Claude Code generated 377 lines of test cases, including scraping one value and several values. Most of the code was to set up an in-memory database using sqlite and to run a local Prometheus server.

The cost of the first prompt to generate the system and the second prompt to add unit tests: 93 cents.


 

Non-trivial example

That example was pretty contrived. How about an example of a more realistic system which:

  1. Implements a protocol connecting to a legacy communications system.
  2. Implements a set of modern protocols connecting to current Internet communications infrastructure, to forward messages to and from the legacy protocol.
  3. Has a management layer watching all of the connections and can stop or restart them as needed.
  4. Has a dashboard and console showing the status and configuration of the system.

Can it produce this? Well... not exactly. I kindof cheated: this is the first thing I attempted, I made up the contrived system later.

The problem is that first step. Claude Code was not much help in producing the first piece, connecting to the legacy system. The tasks there were more like engineering archaeology:

  • Trying variations on the digest hash function until the remote system suddenly returned 200 OK.
  • Figuring out what portions of the the poorly documented header fields were actually implemented.
  • Diagnosing failures when the only indication we get is "Invalid" with no further information about what was invalid.

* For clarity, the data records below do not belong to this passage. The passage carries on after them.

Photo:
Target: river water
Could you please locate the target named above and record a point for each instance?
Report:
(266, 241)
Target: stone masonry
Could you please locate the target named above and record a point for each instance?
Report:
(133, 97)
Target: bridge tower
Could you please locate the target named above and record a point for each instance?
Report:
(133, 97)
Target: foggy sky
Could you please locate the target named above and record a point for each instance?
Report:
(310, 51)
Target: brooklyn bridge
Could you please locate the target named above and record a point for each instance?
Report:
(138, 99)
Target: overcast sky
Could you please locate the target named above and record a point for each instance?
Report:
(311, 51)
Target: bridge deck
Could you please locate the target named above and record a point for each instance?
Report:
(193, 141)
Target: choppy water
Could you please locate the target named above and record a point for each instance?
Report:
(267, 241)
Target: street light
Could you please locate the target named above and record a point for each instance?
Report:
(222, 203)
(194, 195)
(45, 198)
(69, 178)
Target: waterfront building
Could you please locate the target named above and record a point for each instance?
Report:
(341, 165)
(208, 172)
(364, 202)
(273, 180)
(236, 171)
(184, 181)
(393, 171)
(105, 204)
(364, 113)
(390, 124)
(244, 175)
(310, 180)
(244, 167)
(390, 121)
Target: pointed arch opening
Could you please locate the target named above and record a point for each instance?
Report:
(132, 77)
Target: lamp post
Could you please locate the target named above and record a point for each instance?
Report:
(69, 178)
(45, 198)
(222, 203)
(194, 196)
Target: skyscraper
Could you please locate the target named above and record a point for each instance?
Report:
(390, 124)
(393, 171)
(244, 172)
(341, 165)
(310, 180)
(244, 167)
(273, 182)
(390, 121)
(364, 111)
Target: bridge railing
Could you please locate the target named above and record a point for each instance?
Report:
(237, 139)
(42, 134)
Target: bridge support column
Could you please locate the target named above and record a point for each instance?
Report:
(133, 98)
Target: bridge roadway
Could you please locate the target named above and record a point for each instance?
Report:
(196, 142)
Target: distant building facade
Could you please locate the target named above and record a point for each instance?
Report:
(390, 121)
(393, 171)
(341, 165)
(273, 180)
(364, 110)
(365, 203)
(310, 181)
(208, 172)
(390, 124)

There just isn't any training data for this, and so trying to rapidly get to a functioning end-to-end system entirely via code generation didn't work. I was able to work on the management layer and the dashboard and so on while still debugging the first piece, but it only started working when that first piece was done.

Could I have set that first piece aside with a mockup, and worked on the rest? Probably, but it was just me not a team and the first piece was the biggest risk. I focussed on eliminating the risk.

In an engineering team, I thnk I would approach this with a small team whose job is to sketch out the overall system. It might be entirely senior engineers or at least led by a quite senior engineer, and tasked to identify and quantify risks and to plan out a system. That team could multiply its efforts using LLMs to help generate the morewell understood portions of the system.